The investigators reported that patients with non-responsive disease had higher counts of residual LAIP+ cells on day 4, compared with patients who experienced a CR. Non-responders also had a significantly lower median PBC (1.0 log vs. 2.3 log; p<0.001).

Using receiver operating curve methodology, the authors then identified 1.5 log as the PBC cutoff value with the highest predictive power for CR. Based on this PBC value, 96 patients were considered in the high PBC range (>1.5 log; PBChigh) and 55 were considered in the low PBC range (≤1.5 log; PBClow).

The two distinct high and low PBC ranges were then analyzed as potential predictive markers for therapeutic response. In this analysis, 8788% of patients in the PBChigh group achieved CR after a single chemotherapy course, compared with only 44% of patients in the PBClow group (p<0.0001).

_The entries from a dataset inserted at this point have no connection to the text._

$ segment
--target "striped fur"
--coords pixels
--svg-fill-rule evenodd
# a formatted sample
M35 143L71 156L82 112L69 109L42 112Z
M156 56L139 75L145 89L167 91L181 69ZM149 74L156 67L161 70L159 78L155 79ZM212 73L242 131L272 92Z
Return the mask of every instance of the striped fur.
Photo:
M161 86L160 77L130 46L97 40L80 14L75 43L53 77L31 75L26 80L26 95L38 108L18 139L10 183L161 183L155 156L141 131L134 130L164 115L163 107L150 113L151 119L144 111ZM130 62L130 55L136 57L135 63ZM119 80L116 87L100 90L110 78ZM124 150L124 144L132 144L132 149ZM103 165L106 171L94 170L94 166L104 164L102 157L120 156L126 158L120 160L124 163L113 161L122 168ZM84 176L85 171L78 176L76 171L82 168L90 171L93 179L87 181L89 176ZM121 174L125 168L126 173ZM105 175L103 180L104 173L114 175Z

“PBC analysis can provide a very early prediction of outcome, correlates with treatment intensity and disease subset, and may support studies of customized AML therapy.”

—Francesco Mannelli, MD

Rates of CR and PBChigh status were significantly higher in patients randomized to the high-dose induction chemotherapy arm. PBChigh patients also experienced better long-term outcomes than patients in the PBClow category:

  • overall survival: 63% vs. 25% (p<0.0001)
  • disease-free survival: 56% vs. 29% (p=0.0002)
  • event-free survival: 50% vs. 18% (p<0.0001)
  • cumulative incidence of relapse: 37% vs. 62% (p=0.0024)

Multivariate risk models also revealed that PBChigh rates correlated strongly with genetic/cytogenetic risk but retained independent predictive power for long-term outcomes.

Taken together, these results suggest that “PBC analysis can provide a very early prediction of outcome, correlates with treatment intensity and disease subset, and may support studies of customized AML therapy,” the authors concluded.

However, the implications of this study are limited by the lack of individual LAIP re-assessment in bone marrow samples at the time of response examination and MRD analysis and by the lack of clinical action taken based on LAIP results. Another limitation, according to Dr. Mannelli, concerns the correlation of PBC with MRD, which is widely recognized as an essential post-treatment parameter for measuring response in AML. “We could not assess this issue because MRD data were not included in the patient cohort of the NILG trial,” he said. “We are working now with data from a different series, and we hope to publish these findings soon.”

Dr. Manelli added that researchers also are planning to launch a multicenter trial that will evaluate outcomes of induction treatment modified on the basis of PBC results; if a patient has PBC findings predictive of poor response to standard induction, they will immediately be switched to an intensified induction regimen consisting of high-dose cytarabine.

The authors report no relevant conflicts of interest.


Gianfaldoni G, Mannelli F, Intermesoli T, et al. Early peripheral clearance of leukemia-associated immunophenotypes in AML: centralized analysis of a randomized trial. Blood Adv. 2020;4:301-311.